Confession de foi des Pays-Bas, article 13
1. Des objections anciennes à la doctrine de la providence⤒🔗
Quelle devrait être notre attitude à l’égard de la providence de Dieu? Depuis bien longtemps, beaucoup de gens refusent de croire dans la providence divine. L’article 13 commence en disant : « Nous croyons qu’après avoir créé toutes choses, ce Dieu bon ne les a pas abandonnées à la chance ou au hasard. »

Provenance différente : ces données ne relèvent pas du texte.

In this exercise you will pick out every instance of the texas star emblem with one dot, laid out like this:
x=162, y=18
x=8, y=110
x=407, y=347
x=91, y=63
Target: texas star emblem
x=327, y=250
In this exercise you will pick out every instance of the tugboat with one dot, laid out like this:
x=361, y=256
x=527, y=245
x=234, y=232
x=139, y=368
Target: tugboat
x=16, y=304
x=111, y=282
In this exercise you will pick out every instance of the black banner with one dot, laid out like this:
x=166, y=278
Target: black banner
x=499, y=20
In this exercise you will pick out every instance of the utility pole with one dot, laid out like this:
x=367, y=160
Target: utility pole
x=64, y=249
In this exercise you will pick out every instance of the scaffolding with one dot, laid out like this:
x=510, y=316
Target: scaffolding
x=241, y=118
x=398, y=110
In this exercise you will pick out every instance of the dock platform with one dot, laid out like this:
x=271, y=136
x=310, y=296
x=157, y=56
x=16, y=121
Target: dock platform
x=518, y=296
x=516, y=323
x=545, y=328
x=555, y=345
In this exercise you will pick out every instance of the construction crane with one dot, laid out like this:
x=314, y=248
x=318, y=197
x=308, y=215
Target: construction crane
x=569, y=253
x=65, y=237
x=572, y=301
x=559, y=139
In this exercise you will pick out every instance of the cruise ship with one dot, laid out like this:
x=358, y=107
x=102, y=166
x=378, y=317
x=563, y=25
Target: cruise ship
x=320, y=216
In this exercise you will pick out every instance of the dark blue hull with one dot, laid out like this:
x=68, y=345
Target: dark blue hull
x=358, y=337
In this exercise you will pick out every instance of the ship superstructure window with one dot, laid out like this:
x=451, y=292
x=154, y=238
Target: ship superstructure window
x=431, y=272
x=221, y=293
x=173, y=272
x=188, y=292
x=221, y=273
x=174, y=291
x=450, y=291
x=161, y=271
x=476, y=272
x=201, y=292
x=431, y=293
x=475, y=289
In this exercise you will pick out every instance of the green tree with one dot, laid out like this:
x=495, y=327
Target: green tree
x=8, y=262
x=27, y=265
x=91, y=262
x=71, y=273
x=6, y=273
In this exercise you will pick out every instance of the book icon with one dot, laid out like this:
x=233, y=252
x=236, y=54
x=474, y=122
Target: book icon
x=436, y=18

L’idée que la destinée du monde soit laissée à la chance ou au hasard existait au temps de la Réformation et bien avant. Au Moyen Âge, la magie, la divination et d’autres superstitions exerçaient une forte emprise sur les gens. Les réformateurs ont combattu ces idées en réaffirmant que c’est Dieu qui gouverne le monde et non pas des forces occultes ou cachées dans l’univers. Les mêmes superstitions reviennent en force aujourd’hui, avec ces croyances dans le destin ou dans les pouvoirs occultes de l’univers qui exerceraient une influence sur nous. Les gens ont de nouveau besoin d’entendre ces paroles : « L’Éternel a établi son trône dans les cieux et son règne domine sur toutes choses » (Ps 103.19).
L’article 13 de la Confession de foi des Pays‑Bas se termine en disant : « Nous rejetons donc l’erreur damnable des épicuriens qui disent que Dieu ne se mêle de rien et laisse aller toutes choses au hasard. » Épicure était un philosophe grec de l’Antiquité qui pensait que les dieux ne se soucient pas de l’univers. Ils vivent au ciel en profitant d’une bonne vie, alors que la matière sur terre est soumise au hasard et que les humains ne subissent pas les conséquences de leurs actions. L’épicurisme est plus tard devenu synonyme d’une vie de plaisir. Paul résume ainsi cette idée : « Si les morts ne ressuscitent pas, mangeons et buvons, car demain nous mourrons » (1 Co 15.32).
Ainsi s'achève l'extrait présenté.